Rogo in Russia. Seguono polemiche dopo rogo in ospedale psichiatrico
Una vera e propria tragedia si è consumata all’ospedale psichiatrico Oksochi situato nel villaggio di Luka. Provincia di Novgorod, a 200 km da San Pietroburgo, vicino al confine con la Bielorussia.
37 sono i morti causati da un terribile incendio, la prima vittima identificata è un’infermiera che ha perso la vita cercando di salvare i degenti.
Si esclude che vi siano dei dispersi, l’età avanzata e i problemi mentali dei pazienti, presenti nel reparto andato distrutto, fanno escludere che si siano potuti mettere in salvo da soli.
Le fiamme hanno completamente avvolto la struttura in legno, su un unico piano e divisa in 9 padiglioni, colpendo particolarmente il reparto maschile.
La magistratura russa sta indagando e, al momento, ipotizza il reato di omicidio per negligenza. Secondo le prime ricostruzioni a causare il rogo sarebbe stato un paziente che stava fumando una sigaretta a letto, intorno alle tre di notte.
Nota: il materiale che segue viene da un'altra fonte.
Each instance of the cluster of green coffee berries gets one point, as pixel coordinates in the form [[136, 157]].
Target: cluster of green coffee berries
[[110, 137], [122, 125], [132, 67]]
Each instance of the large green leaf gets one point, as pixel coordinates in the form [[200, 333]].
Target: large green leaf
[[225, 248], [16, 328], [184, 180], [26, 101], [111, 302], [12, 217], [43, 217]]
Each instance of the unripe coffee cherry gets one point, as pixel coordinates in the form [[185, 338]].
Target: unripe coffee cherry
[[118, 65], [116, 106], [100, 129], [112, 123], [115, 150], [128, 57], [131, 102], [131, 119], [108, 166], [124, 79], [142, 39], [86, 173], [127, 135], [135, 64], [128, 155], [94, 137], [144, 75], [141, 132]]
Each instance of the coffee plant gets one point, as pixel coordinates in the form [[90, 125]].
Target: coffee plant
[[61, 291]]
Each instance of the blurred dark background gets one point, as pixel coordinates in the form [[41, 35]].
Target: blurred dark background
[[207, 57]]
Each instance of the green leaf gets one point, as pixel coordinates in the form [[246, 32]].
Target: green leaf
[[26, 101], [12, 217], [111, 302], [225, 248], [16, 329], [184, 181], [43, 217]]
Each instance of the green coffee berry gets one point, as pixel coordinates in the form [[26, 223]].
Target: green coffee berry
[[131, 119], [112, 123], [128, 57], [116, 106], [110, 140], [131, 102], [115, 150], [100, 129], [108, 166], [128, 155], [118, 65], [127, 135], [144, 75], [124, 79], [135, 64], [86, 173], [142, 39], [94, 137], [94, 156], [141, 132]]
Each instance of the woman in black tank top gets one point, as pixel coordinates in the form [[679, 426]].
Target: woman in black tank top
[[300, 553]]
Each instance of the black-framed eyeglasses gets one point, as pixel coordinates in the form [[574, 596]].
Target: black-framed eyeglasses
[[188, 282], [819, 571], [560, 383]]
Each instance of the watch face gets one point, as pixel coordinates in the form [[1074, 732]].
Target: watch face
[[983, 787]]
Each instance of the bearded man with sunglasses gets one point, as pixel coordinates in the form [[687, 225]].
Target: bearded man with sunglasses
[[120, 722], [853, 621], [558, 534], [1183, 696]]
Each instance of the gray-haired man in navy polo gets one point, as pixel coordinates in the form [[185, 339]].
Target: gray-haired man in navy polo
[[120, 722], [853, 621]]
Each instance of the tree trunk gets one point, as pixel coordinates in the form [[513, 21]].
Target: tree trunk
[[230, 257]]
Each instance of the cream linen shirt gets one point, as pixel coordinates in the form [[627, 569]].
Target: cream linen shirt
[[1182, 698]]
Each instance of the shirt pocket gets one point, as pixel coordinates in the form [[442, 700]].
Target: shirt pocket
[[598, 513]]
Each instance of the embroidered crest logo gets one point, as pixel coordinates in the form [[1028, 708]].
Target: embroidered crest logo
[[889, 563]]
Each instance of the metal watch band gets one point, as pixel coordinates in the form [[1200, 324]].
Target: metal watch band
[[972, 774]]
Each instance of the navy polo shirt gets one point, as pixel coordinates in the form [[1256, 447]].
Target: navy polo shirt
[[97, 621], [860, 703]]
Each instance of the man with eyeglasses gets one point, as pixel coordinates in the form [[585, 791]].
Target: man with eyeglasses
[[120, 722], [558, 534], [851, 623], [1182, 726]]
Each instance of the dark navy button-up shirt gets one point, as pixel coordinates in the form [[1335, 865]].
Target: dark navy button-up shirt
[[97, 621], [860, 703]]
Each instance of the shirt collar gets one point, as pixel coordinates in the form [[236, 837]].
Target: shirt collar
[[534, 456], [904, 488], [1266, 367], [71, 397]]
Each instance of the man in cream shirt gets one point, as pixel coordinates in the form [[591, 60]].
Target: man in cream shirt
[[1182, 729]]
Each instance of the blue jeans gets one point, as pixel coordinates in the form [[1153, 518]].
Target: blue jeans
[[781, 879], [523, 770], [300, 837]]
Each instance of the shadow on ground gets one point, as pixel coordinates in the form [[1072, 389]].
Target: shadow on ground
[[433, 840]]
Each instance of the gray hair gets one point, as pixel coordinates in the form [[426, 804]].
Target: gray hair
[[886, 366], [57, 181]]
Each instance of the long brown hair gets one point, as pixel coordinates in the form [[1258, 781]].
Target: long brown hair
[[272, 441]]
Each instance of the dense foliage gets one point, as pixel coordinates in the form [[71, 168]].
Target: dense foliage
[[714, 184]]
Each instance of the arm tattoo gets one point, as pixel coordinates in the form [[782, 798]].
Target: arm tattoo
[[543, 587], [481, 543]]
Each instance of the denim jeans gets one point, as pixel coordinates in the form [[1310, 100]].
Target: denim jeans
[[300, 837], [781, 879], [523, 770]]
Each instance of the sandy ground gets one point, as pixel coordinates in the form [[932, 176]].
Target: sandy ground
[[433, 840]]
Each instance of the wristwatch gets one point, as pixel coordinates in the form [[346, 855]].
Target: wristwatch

A quell’ora, all’interno dell’ospedale, vi erano 60 persone. I circa 130 soccorritori ne hanno salvate 23, ma dai loro racconti emergono delle perplessità sulla sicurezza dell’edificio e sulla perizia dell’intervento da parte dei vigili del fuoco. Uno dei primi accorsi sul posto racconta delle difficoltà avute nell’aprire una finestra protetta da grate, il capo dei vigili del fuoco intervenuti sul posto ha invece affermato di aver prima pensato a spegnere le fiamme che a salvare chi era rimasto intrappolato.
Le autorità del luogo, da parte loro, sottolineano che la pericolosità del luogo era stata fatta presente già da tempo.
Con questo grave incidente si riapre la polemica sulla sicurezza delle strutture sanitarie russe: già ad Aprile era andato a fuoco un altro ospedale psichiatrico nei pressi di Mosca con un bilancio di 38 morti. Anche nel 2007 e nel 2009 vi sono stati rispettivamente 27 e 63 morti in due case di riposo nella Provincia di Komi e in quella di Krasnodar, nel 2006, invece, 45 donne persero la vita nel rogo di una clinica per la cura delle tossicodipendenze.
Vladimir Lukin, attivista liberale per i diritti umani e Ombudsman (difensore civico), parla di una vera e propria “emergenza umanitaria” e afferma che è finito per le autorità russe il tempo di prorogare l’intervento, invocando la necessità di “un efficace sistema di controllo pubblico su questo tipo di strutture”.